As an example, the price: earnings multiple of the JSE All Share Index relative to that of the S&P500 has re-rated in the past three years from around 30 percent to a current level of over 90 percent, the sharpest relative re-rating on record.

Sticking to SA makes no sense

Notwithstanding these admirable achievements, both South Africa’s GDP and its market capitalisation remain less than 1.0 percent of the respective global totals. It therefore makes no sense to confine your investments to just South Africa.

Also, don't make the common mistake of not investing offshore because you may believe the timing is wrong — instead you should invest offshore for the long term. So why should you take the offshore plunge?

  • Diversification is the first principle of sound investing; it reduces political, currency, interest rate and many other idiosyncratic risks.
  • It permits exposure to industries which are not listed in South Africa.
  • South Africa’s equity market is inherently more volatile than Wall Street and other developed markets. The long term average rolling 12 month volatility of the JSE is about 19 percent against 12 percent for the S&P500 and 15 percent for the FTSE100.
  • South Africa has a very open economy (measured by imports plus exports as a percentage of GDP). This does mean that the rand is susceptible to episodic weakness. Successfully predicting the onset of these sporadic episodes has proven to be beyond the capabilities of economists and investment strategists.

So is investing offshore unpatriotic? No, of course not — in fact, that belief is rather xenophobic. Even in the USA, which offers the world’s broadest investment opportunity set, pension funds invest an average of 15 percent of equity holdings outside the USA.

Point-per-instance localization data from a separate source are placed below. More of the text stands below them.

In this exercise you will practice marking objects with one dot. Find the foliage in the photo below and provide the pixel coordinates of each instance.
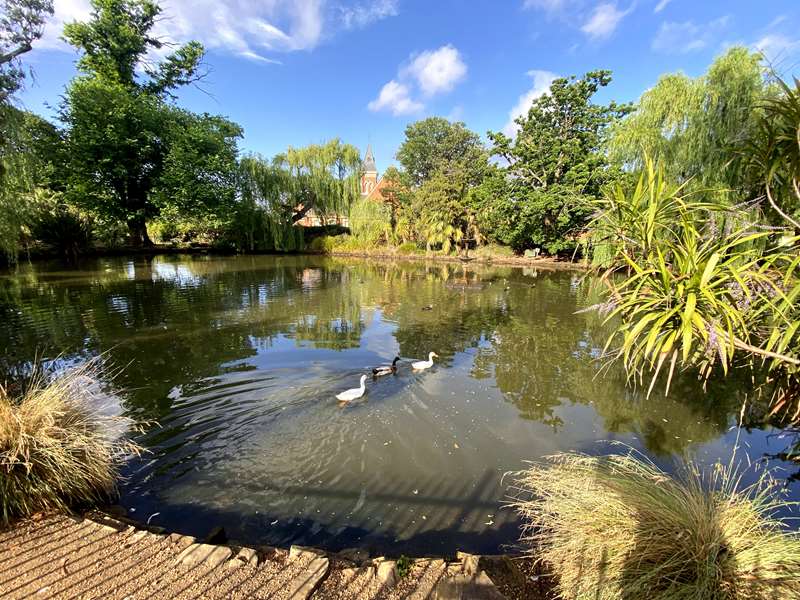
(59, 225)
(431, 197)
(617, 526)
(323, 244)
(21, 24)
(16, 181)
(131, 153)
(690, 125)
(434, 144)
(407, 248)
(555, 166)
(770, 157)
(275, 195)
(696, 296)
(371, 221)
(56, 448)
(443, 215)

In countries with narrower investment choices, that percentage tends to rise considerably. Examples include Canada (51 percent), Japan (40 percent) and the UK (36percent). Lowering risk by investing offshore is one self-evident route towards those goals and if it helps to secure improved future wealth and financial stability for South African investors, then that is perfectly patriotically minded.

What about emerging markets?

A topical issue is the allegedly alluring case for investing in emerging markets. South Africa’s market capitalisation share of the globe comes in at less than 1 percent, while emerging markets cumulatively account for about 10 percent. It is simply not prudent to allocate from that 1 percent into the other 9 percent with which it is most correlated rather than into the 90 percent with which it is, for good reasons, less correlated.

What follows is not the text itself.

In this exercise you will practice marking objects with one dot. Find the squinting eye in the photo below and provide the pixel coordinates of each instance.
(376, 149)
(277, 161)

Moreover, the advent of new acronyms and nicknames (like Chindia, and Bricks and in past years such fashions as Nifty Fifty, TMT, Y2K, Asian, Celtic and Arctic tigers) should be treated with great circumspection. Funds bearing these names, it seems, generally tend to be a harbinger of calamity. (Remember the sad outcome of a fund that cunningly played its name on the theme of “www”?)

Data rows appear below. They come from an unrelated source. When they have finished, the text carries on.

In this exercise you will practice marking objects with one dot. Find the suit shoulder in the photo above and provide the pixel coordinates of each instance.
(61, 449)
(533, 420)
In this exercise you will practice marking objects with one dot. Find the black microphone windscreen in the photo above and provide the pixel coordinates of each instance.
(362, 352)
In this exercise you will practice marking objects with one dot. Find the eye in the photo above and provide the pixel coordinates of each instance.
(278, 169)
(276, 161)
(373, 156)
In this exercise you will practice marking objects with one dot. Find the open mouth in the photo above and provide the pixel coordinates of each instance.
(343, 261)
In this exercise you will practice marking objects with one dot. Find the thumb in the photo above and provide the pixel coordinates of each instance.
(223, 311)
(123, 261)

Fund managers are not global experts

So why should you invest offshore if you can simply gain international exposure through local funds or even listed companies? Well, not surprisingly these claims are made most vocally by purveyors of funds purporting to offer this facet. The problem is that local fund managers can simply not be experts in all world markets, some of which require very different skill sets.

As for companies, corporate South Africa has some world-leading skills such as deep level mining and some enterprises with significant global market penetration, such as cigarettes, beer and luxury goods.

The problem is this: where listed South African companies do have significant portions of earnings emanating from abroad, the sources of these earnings invariably arise from the same sector as those companies’ domestic earnings. Therefore you are not investing offshore to gain exposure to industries that cannot be found at home, negating a main premise for investing internationally.

Rowan Williams-Short is the Chief Investment Officer, Nedgroup Investment Advisors (UK).